Friends of the Earth Scotland (FoES) will set up temporary “pop-up parks” in bays on George Street in Edinburgh.
The Saturday event has been backed by the city council as a “fantastic reimagining of the space”, but a motoring group has angrily denounced it as a “recipe for conflict and discord”.
People will be encouraged to decorate spaces with deck chairs, hammocks, carpets, pot plants and fake lawns.
FoES said the council had agreed to an undisclosed number of spaces being taken over between Frederick Street and Castle Street from 11am to 2pm on 16 June. It has urged people to apply to also take over parking bays in Glasgow, Aberdeen and Dundee over the following week.
The move follows cities such as Seattle holding annual “PARK(ing) days” where parking spaces are transformed for activities such as giant chess games.
In London, car-less Hackney resident Brenda Puech unsuccessfully attempted to buy an annual parking permit to create a similar “people parking bay”.
FoES air pollution campaigner Emilia Hanna said parking space in Edinburgh covered an area larger than the Meadows.
She said: “Together with the public, we want to reimagine urban space.
“We want to paint a vision for a future where the private car does not dominate our cities and towns and where more of us can walk and cycle freely and safely, in an environment with cleaner air.
“We are pleased to have the support of the council for this vision.
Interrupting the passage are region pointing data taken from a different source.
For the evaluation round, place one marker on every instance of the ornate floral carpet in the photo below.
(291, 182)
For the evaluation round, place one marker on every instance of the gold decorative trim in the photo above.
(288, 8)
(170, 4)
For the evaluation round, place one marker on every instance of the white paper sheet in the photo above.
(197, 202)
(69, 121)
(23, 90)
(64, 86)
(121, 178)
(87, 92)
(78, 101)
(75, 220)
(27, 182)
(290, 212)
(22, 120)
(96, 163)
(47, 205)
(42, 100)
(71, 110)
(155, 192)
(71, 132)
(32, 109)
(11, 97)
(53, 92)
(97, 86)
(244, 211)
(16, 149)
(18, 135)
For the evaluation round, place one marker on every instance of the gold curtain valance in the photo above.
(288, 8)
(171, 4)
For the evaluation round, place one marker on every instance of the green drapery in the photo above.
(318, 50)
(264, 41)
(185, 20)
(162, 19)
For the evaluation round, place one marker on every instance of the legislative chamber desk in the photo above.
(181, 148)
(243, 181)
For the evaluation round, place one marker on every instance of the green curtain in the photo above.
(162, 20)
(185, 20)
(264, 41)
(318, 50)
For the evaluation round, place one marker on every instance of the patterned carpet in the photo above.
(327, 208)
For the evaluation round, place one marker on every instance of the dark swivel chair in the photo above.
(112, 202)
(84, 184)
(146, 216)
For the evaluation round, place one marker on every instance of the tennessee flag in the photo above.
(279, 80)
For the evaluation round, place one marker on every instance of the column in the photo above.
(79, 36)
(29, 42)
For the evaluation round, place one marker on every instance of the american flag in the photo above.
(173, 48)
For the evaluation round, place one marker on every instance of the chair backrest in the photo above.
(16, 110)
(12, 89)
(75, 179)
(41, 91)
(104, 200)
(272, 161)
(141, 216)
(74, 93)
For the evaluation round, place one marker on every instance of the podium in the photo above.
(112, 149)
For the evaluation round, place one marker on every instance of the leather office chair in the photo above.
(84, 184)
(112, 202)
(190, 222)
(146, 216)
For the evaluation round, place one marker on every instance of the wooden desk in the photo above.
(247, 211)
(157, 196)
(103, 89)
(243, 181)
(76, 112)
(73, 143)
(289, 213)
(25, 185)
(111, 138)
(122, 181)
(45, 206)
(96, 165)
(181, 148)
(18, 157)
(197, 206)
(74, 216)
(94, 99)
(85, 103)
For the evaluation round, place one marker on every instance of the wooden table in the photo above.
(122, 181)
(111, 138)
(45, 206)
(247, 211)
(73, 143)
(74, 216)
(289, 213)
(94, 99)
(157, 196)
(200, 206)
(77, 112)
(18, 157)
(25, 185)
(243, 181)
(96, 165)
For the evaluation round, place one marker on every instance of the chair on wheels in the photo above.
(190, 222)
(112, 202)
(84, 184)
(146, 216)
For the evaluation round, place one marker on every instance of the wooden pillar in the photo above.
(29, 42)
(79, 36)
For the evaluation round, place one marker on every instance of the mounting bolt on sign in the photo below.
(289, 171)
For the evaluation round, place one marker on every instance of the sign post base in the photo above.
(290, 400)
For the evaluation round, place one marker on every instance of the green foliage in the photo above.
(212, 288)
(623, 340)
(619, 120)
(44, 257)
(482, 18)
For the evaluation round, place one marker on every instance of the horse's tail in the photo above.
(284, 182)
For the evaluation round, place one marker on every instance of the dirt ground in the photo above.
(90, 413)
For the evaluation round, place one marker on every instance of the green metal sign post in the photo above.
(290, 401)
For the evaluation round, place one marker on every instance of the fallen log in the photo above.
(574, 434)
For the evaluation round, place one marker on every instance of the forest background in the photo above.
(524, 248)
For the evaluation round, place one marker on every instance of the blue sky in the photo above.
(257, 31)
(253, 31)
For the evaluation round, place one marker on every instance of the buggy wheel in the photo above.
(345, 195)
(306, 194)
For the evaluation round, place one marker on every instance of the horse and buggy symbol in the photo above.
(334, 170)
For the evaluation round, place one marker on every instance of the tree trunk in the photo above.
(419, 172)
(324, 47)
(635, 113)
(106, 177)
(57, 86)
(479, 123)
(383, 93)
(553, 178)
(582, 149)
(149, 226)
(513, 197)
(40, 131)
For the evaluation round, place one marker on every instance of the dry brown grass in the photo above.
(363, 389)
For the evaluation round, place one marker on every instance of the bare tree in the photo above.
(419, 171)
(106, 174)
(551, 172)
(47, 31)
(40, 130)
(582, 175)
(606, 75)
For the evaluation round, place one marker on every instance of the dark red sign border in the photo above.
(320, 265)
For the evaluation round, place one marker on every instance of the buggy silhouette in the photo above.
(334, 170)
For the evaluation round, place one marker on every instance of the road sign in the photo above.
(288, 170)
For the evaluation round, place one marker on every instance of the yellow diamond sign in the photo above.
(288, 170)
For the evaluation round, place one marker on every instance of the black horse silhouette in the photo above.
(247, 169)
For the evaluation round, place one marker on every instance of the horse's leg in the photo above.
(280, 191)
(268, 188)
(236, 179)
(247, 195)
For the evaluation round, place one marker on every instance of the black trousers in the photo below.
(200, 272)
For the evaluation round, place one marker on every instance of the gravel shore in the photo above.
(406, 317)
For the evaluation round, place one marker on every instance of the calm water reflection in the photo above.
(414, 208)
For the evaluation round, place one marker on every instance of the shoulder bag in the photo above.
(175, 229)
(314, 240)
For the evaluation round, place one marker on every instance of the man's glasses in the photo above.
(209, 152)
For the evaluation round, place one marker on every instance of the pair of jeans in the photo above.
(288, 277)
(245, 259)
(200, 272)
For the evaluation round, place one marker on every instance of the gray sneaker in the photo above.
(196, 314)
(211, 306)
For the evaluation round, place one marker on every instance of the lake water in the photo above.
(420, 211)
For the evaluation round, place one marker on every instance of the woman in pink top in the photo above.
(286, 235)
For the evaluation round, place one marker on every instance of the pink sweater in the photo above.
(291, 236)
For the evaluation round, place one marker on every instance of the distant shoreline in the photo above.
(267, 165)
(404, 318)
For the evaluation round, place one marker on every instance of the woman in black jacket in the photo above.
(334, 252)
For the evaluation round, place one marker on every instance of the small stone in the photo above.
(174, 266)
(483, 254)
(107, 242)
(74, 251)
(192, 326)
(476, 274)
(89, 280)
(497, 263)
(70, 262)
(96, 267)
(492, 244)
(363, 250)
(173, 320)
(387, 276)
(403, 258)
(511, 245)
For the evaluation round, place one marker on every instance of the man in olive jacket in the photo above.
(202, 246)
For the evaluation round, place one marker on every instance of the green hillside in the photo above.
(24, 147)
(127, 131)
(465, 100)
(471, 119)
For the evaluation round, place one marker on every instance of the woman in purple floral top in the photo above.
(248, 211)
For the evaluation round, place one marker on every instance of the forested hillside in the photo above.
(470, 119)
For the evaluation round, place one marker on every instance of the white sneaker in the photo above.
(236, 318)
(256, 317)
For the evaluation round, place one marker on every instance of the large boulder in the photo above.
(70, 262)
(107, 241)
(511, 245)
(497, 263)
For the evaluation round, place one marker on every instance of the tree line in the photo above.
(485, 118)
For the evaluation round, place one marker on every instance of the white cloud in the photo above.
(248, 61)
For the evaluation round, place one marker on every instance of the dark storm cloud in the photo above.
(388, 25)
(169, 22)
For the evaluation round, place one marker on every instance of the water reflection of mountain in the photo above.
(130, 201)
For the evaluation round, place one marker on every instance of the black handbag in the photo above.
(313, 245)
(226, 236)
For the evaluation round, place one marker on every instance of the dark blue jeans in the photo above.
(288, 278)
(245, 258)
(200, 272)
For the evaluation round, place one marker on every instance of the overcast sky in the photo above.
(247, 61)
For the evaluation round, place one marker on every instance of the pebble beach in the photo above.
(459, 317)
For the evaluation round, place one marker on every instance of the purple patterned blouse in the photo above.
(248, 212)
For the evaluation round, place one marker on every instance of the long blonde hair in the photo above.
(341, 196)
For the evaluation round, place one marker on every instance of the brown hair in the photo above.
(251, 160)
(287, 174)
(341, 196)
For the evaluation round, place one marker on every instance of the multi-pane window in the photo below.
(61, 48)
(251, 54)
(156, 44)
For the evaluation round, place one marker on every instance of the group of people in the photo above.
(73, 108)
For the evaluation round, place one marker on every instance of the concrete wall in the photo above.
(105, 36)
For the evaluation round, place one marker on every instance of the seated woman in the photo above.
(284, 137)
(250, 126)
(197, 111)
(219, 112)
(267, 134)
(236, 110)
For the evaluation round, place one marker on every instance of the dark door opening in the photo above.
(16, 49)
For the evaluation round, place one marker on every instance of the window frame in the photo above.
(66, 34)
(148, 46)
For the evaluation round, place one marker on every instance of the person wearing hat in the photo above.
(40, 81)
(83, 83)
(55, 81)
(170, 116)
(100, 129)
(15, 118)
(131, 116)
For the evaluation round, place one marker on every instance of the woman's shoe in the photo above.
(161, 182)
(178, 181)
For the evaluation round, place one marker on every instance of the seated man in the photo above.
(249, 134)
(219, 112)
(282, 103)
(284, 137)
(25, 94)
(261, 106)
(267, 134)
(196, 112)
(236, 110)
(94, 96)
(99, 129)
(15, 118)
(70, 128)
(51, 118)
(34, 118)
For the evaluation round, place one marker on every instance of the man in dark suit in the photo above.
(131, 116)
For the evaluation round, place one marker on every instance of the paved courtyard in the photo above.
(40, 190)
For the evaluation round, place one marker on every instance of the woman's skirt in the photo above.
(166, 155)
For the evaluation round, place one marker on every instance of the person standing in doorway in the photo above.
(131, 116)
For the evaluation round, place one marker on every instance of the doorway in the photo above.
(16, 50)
If you can think of more fun, more constructive ways to use these spaces, we’d love to hear from you.”
City council transport convener Lesley Macinnes said: “Pop-up parklets have been a great success in other cities around the world and I think this is a lovely idea to mark National Clean Air Day in the capital.
“We’re pleased to be working closely with Friends of the Earth to finalise plans for this. It promises to be a fantastic re-imagining of the space, demonstrating creative ways to make places more people-friendly, and the air cleaner.”
Kim Harding, director of the Edinburgh Festival of Cycling, which the event is part of, said: “Motor vehicles are ubiquitous on our streets, so it is sometimes hard to imagine how our towns and cities could be if they weren’t there. This event will give people a chance to see what might be possible beyond car-clogged streets, and how the space might be used.”
However, the IAM RoadSmart motoring group was appalled at the plans.
Neil Greig, its Scottish-based policy and research director, said: “This looks like a recipe for conflict and discord rather than harmony and joy. FoES has to realise it is real people who want to drive into Edinburgh to enjoy the facilities and support the local economy.
“Blocking spaces with no regard for the type of car or why it might be there is just an empty gesture. It would be far better to point their efforts towards improving public transport and making buses more attractive.”